I am convinced that the book is of potentially great value to development workers and policy makers. It makes a clear argument for the contribution that business strategy can make to shifting the systemic forces of poverty. Development workers ought to learn from the examples that it offers. It provides a basis for introducing innovative policy initiatives that will facilitate an increased role of business in the fight against poverty. Various chapters show that the notion and practice of business are much larger and even nobler than the few examples of selfish multinational corporations at the forefront of the current world economic crisis. Business still has relevance to development. As Muhammad Yunus has argued, there is enough space for the growth of social enterprises, as well as business enterprises.

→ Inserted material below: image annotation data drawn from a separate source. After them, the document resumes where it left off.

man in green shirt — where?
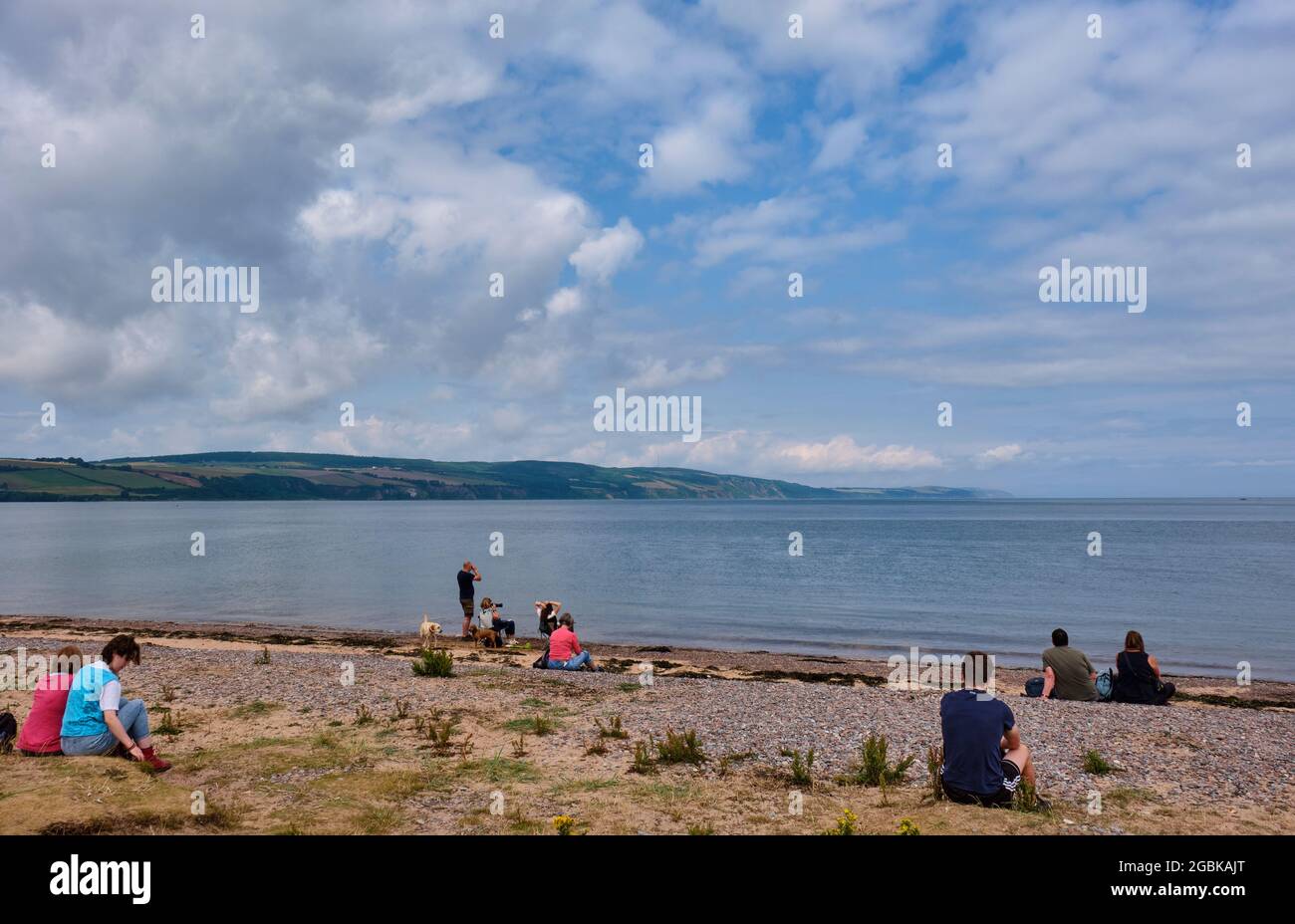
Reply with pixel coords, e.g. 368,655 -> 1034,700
1044,629 -> 1097,703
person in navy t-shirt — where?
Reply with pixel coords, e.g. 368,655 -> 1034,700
940,651 -> 1046,805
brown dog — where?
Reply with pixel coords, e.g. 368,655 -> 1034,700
471,625 -> 504,648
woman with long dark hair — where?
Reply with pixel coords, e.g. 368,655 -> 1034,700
1111,630 -> 1174,705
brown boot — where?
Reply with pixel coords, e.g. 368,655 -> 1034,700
139,748 -> 171,773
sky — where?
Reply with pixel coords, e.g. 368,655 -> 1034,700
0,0 -> 1295,497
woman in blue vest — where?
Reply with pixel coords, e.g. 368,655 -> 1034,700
61,635 -> 171,773
1111,631 -> 1174,705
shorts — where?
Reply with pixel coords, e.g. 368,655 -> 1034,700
944,759 -> 1020,807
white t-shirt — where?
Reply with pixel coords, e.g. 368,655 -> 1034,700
99,681 -> 122,712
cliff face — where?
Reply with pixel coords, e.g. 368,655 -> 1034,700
0,452 -> 1004,501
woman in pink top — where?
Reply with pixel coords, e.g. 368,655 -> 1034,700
17,644 -> 85,757
549,613 -> 599,670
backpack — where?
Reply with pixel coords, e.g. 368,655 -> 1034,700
0,712 -> 18,755
1093,668 -> 1115,703
531,640 -> 549,670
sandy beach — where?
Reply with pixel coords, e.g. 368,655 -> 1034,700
0,616 -> 1295,833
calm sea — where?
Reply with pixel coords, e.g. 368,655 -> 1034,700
0,500 -> 1295,679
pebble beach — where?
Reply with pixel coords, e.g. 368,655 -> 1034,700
0,617 -> 1295,829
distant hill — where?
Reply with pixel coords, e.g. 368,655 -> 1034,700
0,452 -> 1004,501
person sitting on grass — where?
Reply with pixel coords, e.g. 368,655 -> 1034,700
1044,629 -> 1097,703
549,613 -> 599,670
61,635 -> 171,773
940,651 -> 1048,808
1111,631 -> 1177,705
482,596 -> 517,647
17,644 -> 86,757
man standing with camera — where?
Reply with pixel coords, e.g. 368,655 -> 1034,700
458,562 -> 482,638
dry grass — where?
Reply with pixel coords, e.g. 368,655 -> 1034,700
0,626 -> 1295,836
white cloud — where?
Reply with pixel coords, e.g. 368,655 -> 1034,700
810,116 -> 868,171
765,435 -> 942,472
544,286 -> 584,317
976,443 -> 1023,467
644,92 -> 751,195
569,217 -> 644,285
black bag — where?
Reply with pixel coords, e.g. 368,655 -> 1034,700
531,638 -> 549,670
0,712 -> 18,755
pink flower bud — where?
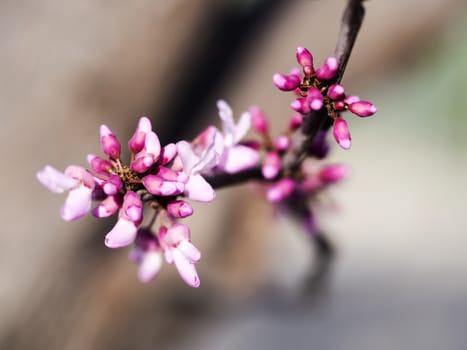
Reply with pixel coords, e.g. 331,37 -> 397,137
344,95 -> 360,105
167,200 -> 193,218
266,178 -> 295,203
290,97 -> 311,114
316,57 -> 339,80
92,195 -> 122,218
160,143 -> 177,164
334,100 -> 345,111
250,106 -> 269,135
328,84 -> 344,100
289,114 -> 303,131
308,88 -> 324,111
143,175 -> 185,196
332,117 -> 351,149
261,152 -> 282,180
274,135 -> 290,152
120,191 -> 143,226
128,117 -> 152,153
349,101 -> 377,117
296,47 -> 313,76
319,164 -> 350,183
100,125 -> 121,159
86,154 -> 112,175
102,174 -> 123,196
272,74 -> 300,91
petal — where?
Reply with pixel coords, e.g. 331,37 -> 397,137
105,218 -> 138,248
219,145 -> 259,174
138,251 -> 162,283
144,131 -> 161,159
177,141 -> 199,174
177,240 -> 201,263
92,196 -> 122,218
100,125 -> 121,159
234,112 -> 251,144
172,249 -> 200,288
143,175 -> 185,196
191,132 -> 224,174
36,165 -> 79,193
128,117 -> 152,153
185,174 -> 216,202
261,152 -> 282,180
61,185 -> 92,221
167,200 -> 193,218
217,100 -> 235,134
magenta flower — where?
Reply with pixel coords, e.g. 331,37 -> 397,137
105,191 -> 143,248
273,47 -> 377,149
130,229 -> 162,283
217,100 -> 259,174
36,165 -> 95,221
159,223 -> 201,288
177,133 -> 221,202
332,117 -> 352,149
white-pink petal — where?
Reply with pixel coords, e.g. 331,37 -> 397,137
138,251 -> 162,283
36,165 -> 79,193
61,185 -> 92,221
185,174 -> 216,202
172,249 -> 200,288
177,239 -> 201,263
105,218 -> 138,248
219,145 -> 259,174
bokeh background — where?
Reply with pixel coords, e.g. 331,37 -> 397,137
0,0 -> 467,350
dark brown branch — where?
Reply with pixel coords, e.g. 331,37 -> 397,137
207,0 -> 365,188
334,0 -> 365,82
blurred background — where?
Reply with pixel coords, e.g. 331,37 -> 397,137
0,0 -> 467,350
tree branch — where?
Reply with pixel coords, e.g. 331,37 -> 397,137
206,0 -> 365,188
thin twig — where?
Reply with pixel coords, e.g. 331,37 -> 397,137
207,0 -> 365,188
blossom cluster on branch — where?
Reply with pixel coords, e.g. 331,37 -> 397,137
37,40 -> 376,287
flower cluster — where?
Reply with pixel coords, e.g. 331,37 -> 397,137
273,47 -> 377,149
250,107 -> 350,236
37,101 -> 259,287
37,47 -> 376,287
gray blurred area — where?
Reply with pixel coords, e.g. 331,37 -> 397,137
0,0 -> 467,350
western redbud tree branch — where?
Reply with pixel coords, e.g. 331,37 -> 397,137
207,0 -> 365,188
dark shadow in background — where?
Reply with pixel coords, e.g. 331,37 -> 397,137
0,0 -> 333,350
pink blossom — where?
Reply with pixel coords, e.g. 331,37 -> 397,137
272,73 -> 301,91
332,117 -> 351,149
318,164 -> 350,183
159,223 -> 201,288
296,47 -> 313,76
266,178 -> 295,203
274,135 -> 291,152
105,191 -> 143,248
100,125 -> 121,159
349,101 -> 377,117
261,152 -> 282,180
177,132 -> 222,202
307,88 -> 324,111
36,165 -> 95,221
217,100 -> 259,174
167,200 -> 193,218
290,97 -> 311,114
250,106 -> 269,135
130,229 -> 162,283
128,117 -> 152,153
92,195 -> 123,218
316,57 -> 339,80
328,84 -> 344,100
131,131 -> 161,174
289,113 -> 303,131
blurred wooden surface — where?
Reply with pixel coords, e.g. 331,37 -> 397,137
0,0 -> 467,350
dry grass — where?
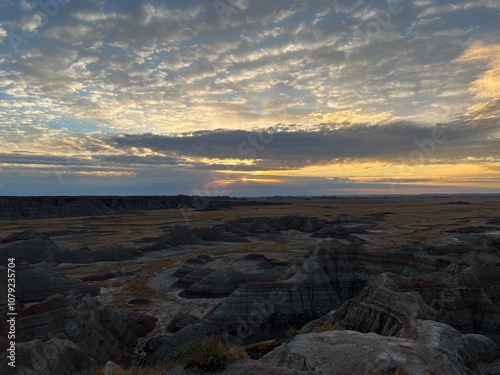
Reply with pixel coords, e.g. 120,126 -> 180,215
314,324 -> 335,333
392,365 -> 410,375
89,363 -> 175,375
228,345 -> 250,362
245,339 -> 283,353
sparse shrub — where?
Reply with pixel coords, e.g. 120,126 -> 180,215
228,345 -> 250,362
285,327 -> 299,341
314,324 -> 335,333
175,335 -> 230,372
392,365 -> 410,375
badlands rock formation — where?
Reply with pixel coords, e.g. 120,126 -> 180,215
0,195 -> 277,219
0,294 -> 156,375
148,236 -> 500,374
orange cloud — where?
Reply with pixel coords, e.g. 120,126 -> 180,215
455,44 -> 500,118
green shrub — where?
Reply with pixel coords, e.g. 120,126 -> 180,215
175,335 -> 229,372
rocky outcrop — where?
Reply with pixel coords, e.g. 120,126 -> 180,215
167,314 -> 200,333
0,263 -> 99,311
0,295 -> 156,370
146,237 -> 500,363
303,253 -> 500,343
260,321 -> 500,375
0,338 -> 97,375
0,230 -> 61,266
0,195 -> 284,219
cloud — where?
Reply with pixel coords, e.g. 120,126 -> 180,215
455,44 -> 500,118
103,118 -> 500,170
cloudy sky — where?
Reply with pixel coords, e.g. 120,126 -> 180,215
0,0 -> 500,196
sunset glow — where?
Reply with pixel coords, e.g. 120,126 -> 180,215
0,0 -> 500,196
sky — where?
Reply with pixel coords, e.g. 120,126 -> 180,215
0,0 -> 500,196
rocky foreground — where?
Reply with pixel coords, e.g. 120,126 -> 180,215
0,216 -> 500,375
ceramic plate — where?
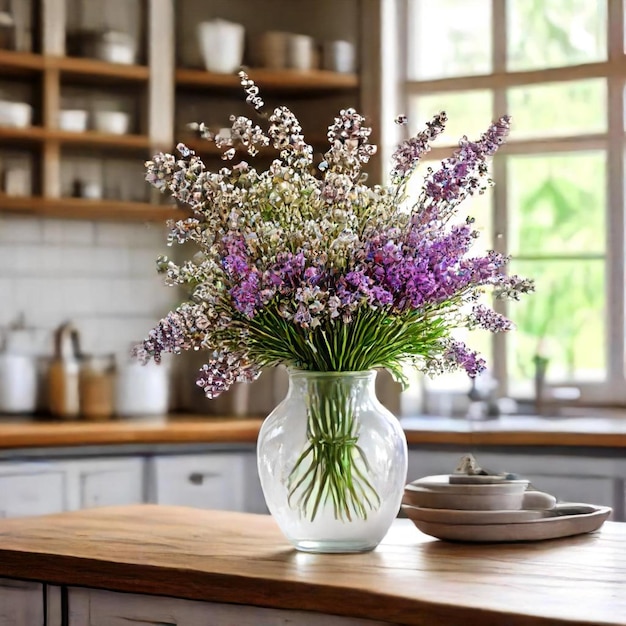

The book could have been of even more practical use if the editor and authors had collaborated to develop or adopt a theory of the employment of business strategy in alleviating poverty, and a detailed guide to its application. The editor and the authors might be aware of the groundbreaking work of Otto C. Scharmer, whose ‘Theory U’ (Otto C. Scharmer, Theory U: Leading from the Future as it Emerges – The Social Technology of Presencing, Cambridge MA: Society for Organisational Learning, 2008) states that in order to facilitate profound change we must first become aware of our ‘leadership blind spot’ and learn how to access new data. The new data are likely to provide new insights. Thereafter, we must prototype the new insights so that we can learn by doing.

Overall, I would recommend this book to all development practitioners, policy makers, and community leaders interested in new approaches to poverty alleviation. I would equally recommend it to budding social entrepreneurs and business leaders interested in unleashing the positive aspects of business to fight against poverty.